Search code examples
f#deedle

Suggestion for fast performance expanding apply with deedle


The Stats.expandingXXXX functions are pretty fast. However there is no public api to do a expandingWindow apply. The following solution i created is really slow when it comes to large dataset like 100k. Any suggestion is appreciated?

 let ExpWindowApply f minSize data = 
        let keys = dataSeries.Keys
        let startKey = dataSeries.FirstKey()
        let values = keys
                     |> Seq.map(fun k -> 
                                    let ds = data.Between(startKey,k) 
                                    match ds with 
                                    |_ when ds.ValueCount >= minSize -> f ds.Values
                                    |_ -> Double.NaN
                                )                     
        let result = Series(keys, values)
        result

I understand the Stats.expandingXXX function are actually special cases where the function being applied can be iterately calculated based on previous loop's state. And not all function can take advantage of states from previous calculation. Is there anything better way than Series.Between in terms of creating a window of data?

Update

For those who are also interested in the similar issue. The answer provides alternative implementation and insight into rarely documented series vector and index operation. But it doesn't improve performance.


Solution

  • The expanding functions in Deedle are fast because they are using an efficient online algorithm that makes it possible to calculate the statistics on the fly with just one pass - rather than actually building the intermediate series for the sub-ranges.

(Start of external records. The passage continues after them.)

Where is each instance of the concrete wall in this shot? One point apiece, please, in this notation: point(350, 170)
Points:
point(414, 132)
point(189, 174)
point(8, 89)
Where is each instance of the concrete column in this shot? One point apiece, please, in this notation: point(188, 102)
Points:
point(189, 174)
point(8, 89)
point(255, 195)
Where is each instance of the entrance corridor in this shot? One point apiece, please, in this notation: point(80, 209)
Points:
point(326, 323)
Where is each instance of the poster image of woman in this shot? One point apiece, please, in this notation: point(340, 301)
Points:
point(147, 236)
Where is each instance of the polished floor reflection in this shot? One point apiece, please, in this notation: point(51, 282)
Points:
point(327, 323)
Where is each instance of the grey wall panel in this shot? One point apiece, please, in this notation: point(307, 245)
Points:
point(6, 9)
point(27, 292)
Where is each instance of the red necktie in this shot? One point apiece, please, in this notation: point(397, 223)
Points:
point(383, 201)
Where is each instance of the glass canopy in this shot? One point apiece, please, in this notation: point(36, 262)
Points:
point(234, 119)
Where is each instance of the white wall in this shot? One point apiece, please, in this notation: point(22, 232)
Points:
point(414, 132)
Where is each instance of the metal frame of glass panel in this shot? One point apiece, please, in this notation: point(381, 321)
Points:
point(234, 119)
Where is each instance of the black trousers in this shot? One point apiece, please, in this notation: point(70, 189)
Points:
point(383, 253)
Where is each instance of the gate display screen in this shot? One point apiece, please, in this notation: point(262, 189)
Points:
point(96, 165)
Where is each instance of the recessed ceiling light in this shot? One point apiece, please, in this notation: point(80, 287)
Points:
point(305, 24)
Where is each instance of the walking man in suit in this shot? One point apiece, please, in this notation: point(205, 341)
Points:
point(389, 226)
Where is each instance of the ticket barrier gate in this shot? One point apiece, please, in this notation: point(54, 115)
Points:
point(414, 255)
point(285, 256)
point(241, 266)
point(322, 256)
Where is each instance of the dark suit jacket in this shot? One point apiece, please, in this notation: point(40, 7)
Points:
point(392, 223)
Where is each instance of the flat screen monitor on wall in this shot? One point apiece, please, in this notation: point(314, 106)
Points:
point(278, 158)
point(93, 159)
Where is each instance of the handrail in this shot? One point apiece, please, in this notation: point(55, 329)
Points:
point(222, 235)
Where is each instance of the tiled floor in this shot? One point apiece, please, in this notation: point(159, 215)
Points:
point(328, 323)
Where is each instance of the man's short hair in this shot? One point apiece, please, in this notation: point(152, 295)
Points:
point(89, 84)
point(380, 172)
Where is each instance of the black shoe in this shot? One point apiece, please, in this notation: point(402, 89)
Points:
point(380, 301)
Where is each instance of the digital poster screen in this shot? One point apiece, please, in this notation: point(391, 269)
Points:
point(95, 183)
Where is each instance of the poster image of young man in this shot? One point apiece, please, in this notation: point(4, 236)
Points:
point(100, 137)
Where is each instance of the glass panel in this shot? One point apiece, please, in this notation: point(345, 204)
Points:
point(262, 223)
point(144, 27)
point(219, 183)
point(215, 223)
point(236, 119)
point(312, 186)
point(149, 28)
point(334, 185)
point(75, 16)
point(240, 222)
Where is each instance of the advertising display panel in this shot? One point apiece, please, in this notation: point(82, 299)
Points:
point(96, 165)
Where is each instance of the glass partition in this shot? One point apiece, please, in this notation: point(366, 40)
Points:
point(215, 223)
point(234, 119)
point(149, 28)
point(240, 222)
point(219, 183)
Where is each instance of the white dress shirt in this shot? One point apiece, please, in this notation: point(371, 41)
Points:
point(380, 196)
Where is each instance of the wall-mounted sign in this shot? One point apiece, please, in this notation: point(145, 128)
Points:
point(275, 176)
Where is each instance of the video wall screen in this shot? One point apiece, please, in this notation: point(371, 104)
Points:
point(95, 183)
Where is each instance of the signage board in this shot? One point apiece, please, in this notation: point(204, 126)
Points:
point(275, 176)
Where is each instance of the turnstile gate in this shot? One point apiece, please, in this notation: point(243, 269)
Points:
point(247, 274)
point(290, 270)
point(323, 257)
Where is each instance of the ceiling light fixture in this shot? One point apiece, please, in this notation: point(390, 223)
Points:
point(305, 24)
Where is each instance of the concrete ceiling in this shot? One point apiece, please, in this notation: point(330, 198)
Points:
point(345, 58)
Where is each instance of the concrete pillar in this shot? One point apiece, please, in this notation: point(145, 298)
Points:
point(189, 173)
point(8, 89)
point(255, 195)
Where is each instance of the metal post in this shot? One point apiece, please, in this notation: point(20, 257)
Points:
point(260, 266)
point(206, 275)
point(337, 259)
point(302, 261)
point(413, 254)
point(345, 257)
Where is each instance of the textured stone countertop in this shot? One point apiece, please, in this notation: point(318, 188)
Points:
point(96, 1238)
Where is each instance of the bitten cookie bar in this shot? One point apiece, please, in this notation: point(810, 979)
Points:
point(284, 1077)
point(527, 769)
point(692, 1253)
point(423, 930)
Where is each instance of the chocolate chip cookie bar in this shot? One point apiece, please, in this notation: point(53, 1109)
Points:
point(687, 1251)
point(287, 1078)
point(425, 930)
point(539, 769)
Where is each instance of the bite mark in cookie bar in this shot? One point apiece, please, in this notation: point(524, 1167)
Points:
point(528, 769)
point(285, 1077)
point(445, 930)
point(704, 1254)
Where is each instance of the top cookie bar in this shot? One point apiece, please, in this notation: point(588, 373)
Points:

    There is a built-in function aggregate that lets you do something this - though it works in the reversed way. For example, if you want to sum all elements starting from the current one to the end, you can write:

    let s = series [ for i in 1 .. 10 -> i, float i ]
    
    s |> Series.aggregateInto
            (Aggregation.WindowWhile(fun _ _ -> true))
            (fun seg -> seg.Data.FirstKey()) 
            (fun seg -> OptionalValue(Stats.sum seg.Data))
    

    If you want to do the same thing using the underlying representation, you can directly use the addressing scheme that Deedle uses to link the keys (in the index) with values (in the data vector). This is an ugly mutable sample, but you can encapsulate it into something nicer:

    [ let firstAddr = s.Index.Locate(s.FirstKey())
      for k in s.Index.KeySequence ->
        let lastAddr = s.Index.Locate(k)
        seq { 
          let a = ref firstAddr
          while !a <> lastAddr do
            yield s.Vector.GetValue(!a).Value
            a := s.Index.AddressOperations.AdjustBy(!a, +1L) } |> Seq.sum ]